In a pretreatment step (1), a nickel oxide ore is ground and classified to obtain a slurry.
In a leaching step (2), sulfuric acid is added into the slurry obtained in the pretreatment step (1), the resultant mixture is stirred at a temperature of 220 to 280° C., and high temperature pressure acid leaching is performed to obtain a leach slurry.
In a solid-liquid separation step (3), a leach slurry obtained in the leaching step (2) is subjected to solid-liquid separation to obtain a leachate containing nickel and cobalt (hereinafter, referred to as “crude nickel sulfate aqueous solution”), and leach residues.
In a neutralization step (4), a crude nickel sulfate aqueous solution obtained in the solid-liquid separation step (3) is neutralized.
In a dezincification step (5), hydrogen sulfide gas is added into the crude nickel sulfate aqueous solution neutralized in the neutralization step (4), and zinc is precipitated and removed as a zinc sulfide.

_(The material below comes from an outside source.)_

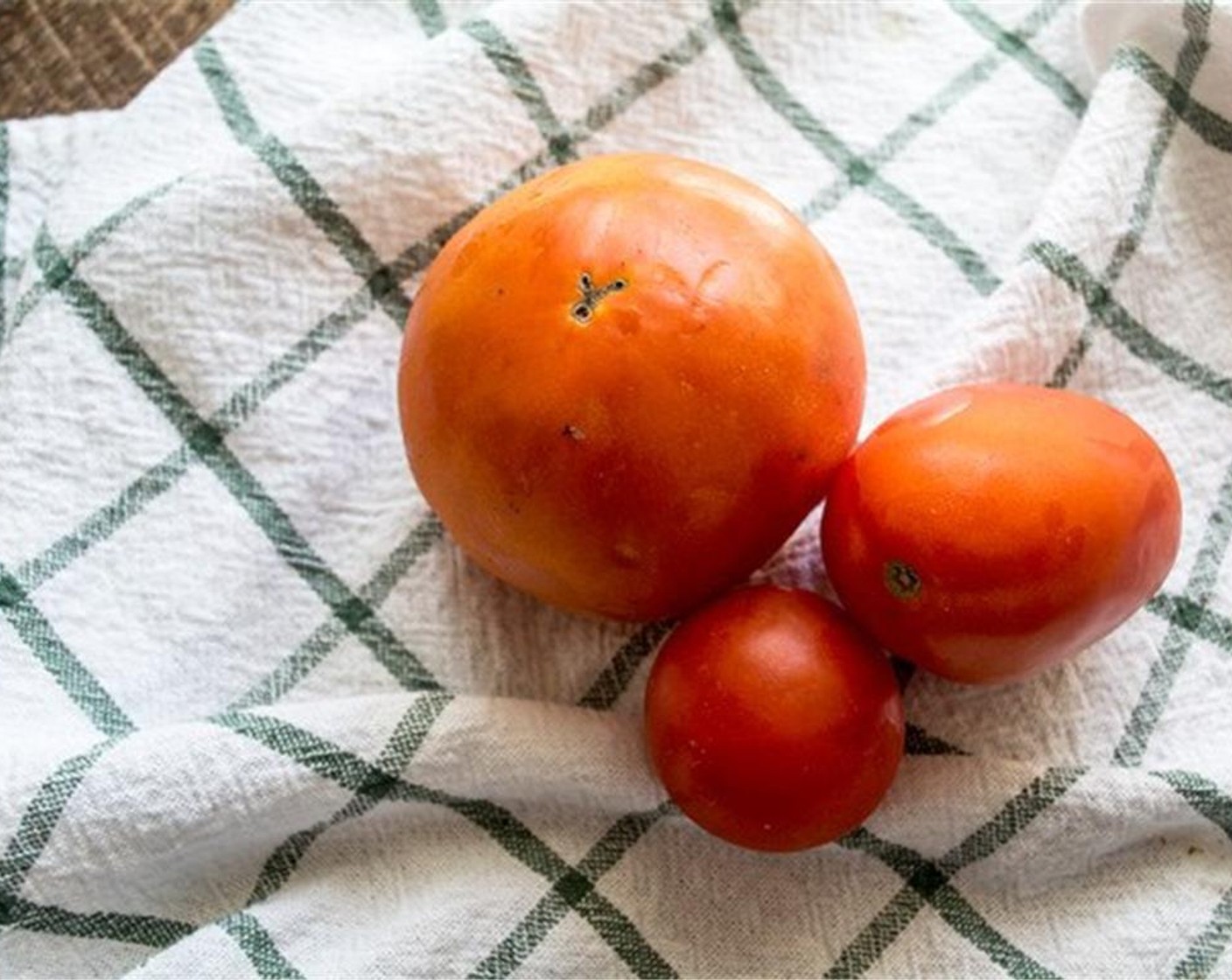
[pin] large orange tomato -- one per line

In a sulfurization step (6), hydrogen sulfide gas is added into the dezincification final solution obtained in the dezincification step (5), and a nickel-cobalt complex sulfide and a nickel barren solution are obtained. In a detoxification step (7), a heavy metal is solidified and removed as a hydroxide by a final neutralization treatment, and a leach residue generated in the solid-liquid separation step (3) and a nickel barren solution generated in the sulfurization step (6) are detoxified.

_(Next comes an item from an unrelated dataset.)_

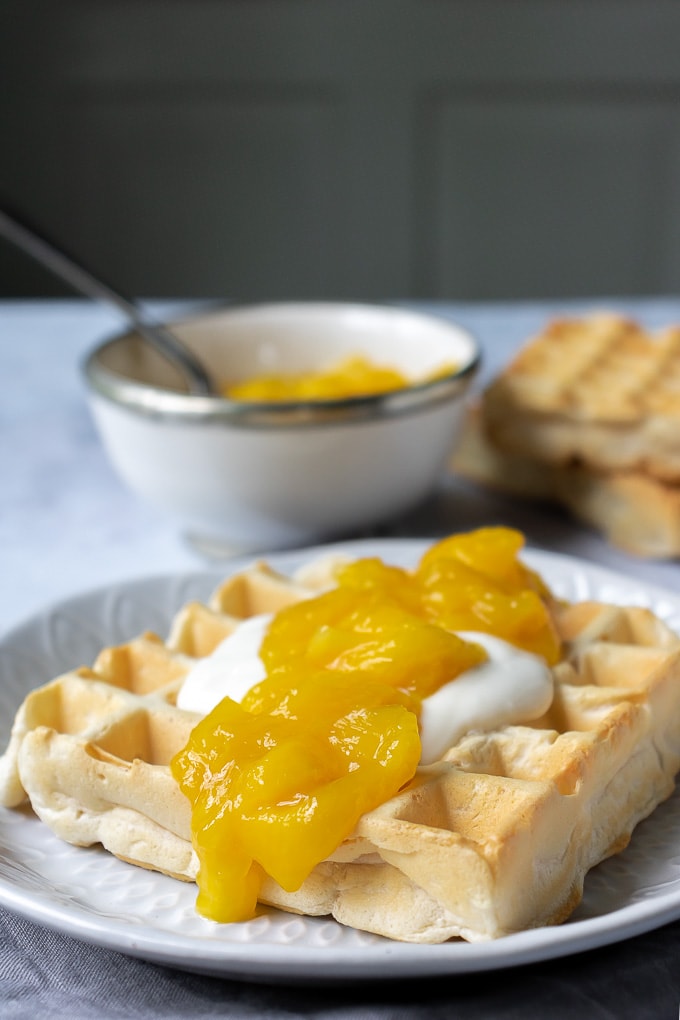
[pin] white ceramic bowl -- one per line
(241, 474)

In general, many kinds of heavy metals are contained in a nickel oxide ore, the nickel oxide ore is dissolved by using sulfuric acid under high temperature high pressure conditions, and then a chemical treatment is performed to remove impurities, subsequently, a required metal such as nickel is recovered in a sulfurization step. In a sulfurization reaction, hydrogen sulfide gas, and a salt such as sodium hydrogen sulfide, and sodium sulfide are used, however, an unreacted sulfide remains after the sulfurization step.

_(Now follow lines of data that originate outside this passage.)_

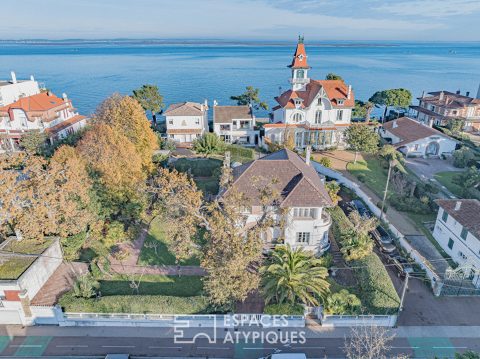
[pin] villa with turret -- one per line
(315, 112)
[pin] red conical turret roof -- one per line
(300, 57)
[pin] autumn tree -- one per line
(125, 115)
(250, 97)
(117, 170)
(361, 138)
(393, 97)
(149, 97)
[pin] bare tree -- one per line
(368, 342)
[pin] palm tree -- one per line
(294, 275)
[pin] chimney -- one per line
(458, 204)
(308, 153)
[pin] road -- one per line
(314, 347)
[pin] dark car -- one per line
(402, 265)
(360, 208)
(383, 239)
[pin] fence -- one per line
(416, 256)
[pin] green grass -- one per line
(163, 256)
(178, 286)
(13, 267)
(371, 172)
(446, 179)
(158, 304)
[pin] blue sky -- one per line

In a case where hydrogen sulfide gas is used in a sulfurization reaction, unreacted hydrogen sulfide gas is dissolved in a solution after the reaction, and also in a case where a salt such as sodium hydrogen sulfide, and sodium sulfide are used, hydrogen sulfide gas may be generated depending on the state of the solution. The solution after sulfurization is reused or subjected to a wastewater treatment in a step (for example, see Patent Document 2).
When hydrogen sulfide gas is generated in these steps, it is not desired from the viewpoint of the working hygiene and the environment.
Conventionally, as a removal method of dissolved hydrogen sulfide in a solution (barren solution) after sulfurization reaction, a method in which a nickel oxide ore slurry after leaching is added into a barren solution after sulfurization, a reduction action with trivalent iron existed in a large amount in the nickel oxide ore slurry after leaching is utilized, and hydrogen sulfide is oxidized to sulfur to decrease the concentration of the dissolved hydrogen sulfide has been known.
However, in a case where a method described above is used, the addition of acid and the slurry after leaching are repeatedly required, and further, dissolved hydrogen sulfide still exists in a solution after reaction, therefore, further decrease of the dissolved hydrogen sulfide is required.